『グッドウィルハンティング』と『ビューティフルマインド』と数学教師
- 井上靜

- 2020年12月6日
- 読了時間: 3分
更新日:2021年6月24日
アカデミー賞ハリウッド映画で、『グッドウィルハンティング』と『ビューティフルマインド』は、どちらも心を病んだ数学の天才が主人公だった。
ここで違うのは、『ビューティフルマインド』は冷戦時代の話だから数学は花形の学問だったけれど、『グッドウィルハンティング』はずっと後の時代だから数学では教師がせいぜい。
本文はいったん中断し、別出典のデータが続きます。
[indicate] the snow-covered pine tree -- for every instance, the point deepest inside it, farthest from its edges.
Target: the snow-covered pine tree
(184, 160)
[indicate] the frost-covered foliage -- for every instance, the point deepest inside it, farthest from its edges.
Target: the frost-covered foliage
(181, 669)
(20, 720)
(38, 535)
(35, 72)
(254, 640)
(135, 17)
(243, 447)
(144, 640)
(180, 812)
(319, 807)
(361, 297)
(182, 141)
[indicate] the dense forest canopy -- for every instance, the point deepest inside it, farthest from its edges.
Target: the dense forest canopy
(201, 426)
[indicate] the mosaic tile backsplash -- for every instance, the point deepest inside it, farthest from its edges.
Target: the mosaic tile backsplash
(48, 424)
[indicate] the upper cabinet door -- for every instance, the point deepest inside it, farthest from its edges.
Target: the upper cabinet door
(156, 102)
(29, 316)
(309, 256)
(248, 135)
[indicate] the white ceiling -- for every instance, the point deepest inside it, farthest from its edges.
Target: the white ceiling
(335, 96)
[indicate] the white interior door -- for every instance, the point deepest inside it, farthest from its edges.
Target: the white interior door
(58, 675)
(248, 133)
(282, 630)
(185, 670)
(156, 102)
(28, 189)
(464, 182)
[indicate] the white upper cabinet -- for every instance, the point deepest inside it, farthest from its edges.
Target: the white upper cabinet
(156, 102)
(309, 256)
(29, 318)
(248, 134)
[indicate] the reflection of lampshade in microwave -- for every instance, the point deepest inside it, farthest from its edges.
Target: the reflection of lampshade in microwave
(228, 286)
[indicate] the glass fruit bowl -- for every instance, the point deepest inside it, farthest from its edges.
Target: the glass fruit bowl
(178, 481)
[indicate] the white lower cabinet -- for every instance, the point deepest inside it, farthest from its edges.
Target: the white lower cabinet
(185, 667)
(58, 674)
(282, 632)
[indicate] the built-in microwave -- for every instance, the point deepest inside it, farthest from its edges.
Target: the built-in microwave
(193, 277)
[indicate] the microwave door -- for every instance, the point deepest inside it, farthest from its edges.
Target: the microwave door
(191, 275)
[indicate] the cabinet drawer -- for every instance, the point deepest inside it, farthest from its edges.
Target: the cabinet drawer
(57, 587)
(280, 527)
『ビューティフルマインド』の主人公にはモデルがいて、軍の諜報部に暗号解読を依頼されて頑張ったつもりだったが、それは統合失調症による幻覚であった。後に彼は経済学に応用する理論でノーベル賞に選ばれる。その様子がDVDの特典に付いていて、授賞式で大江健三郎も一緒に映っている。
『グッドウィルハンティング』では、主人公の才能を見出す数学者が大学で教鞭をとりながら、自分を「栄えあるフィールズ賞を受けて、しがない大学教員」と言っていた。そして主人公は、本当に軍の諜報部から暗号解読などの仕事をしないかとスカウトされるが、戦争の片棒担ぎなんてまっぴらごめんだと拒否する。彼は病気ではなく、里親に虐待されたトラウマから喧嘩などしては警察の世話になっていたが、そのさい社会に懐疑的となって権力にも批判的だったのだ。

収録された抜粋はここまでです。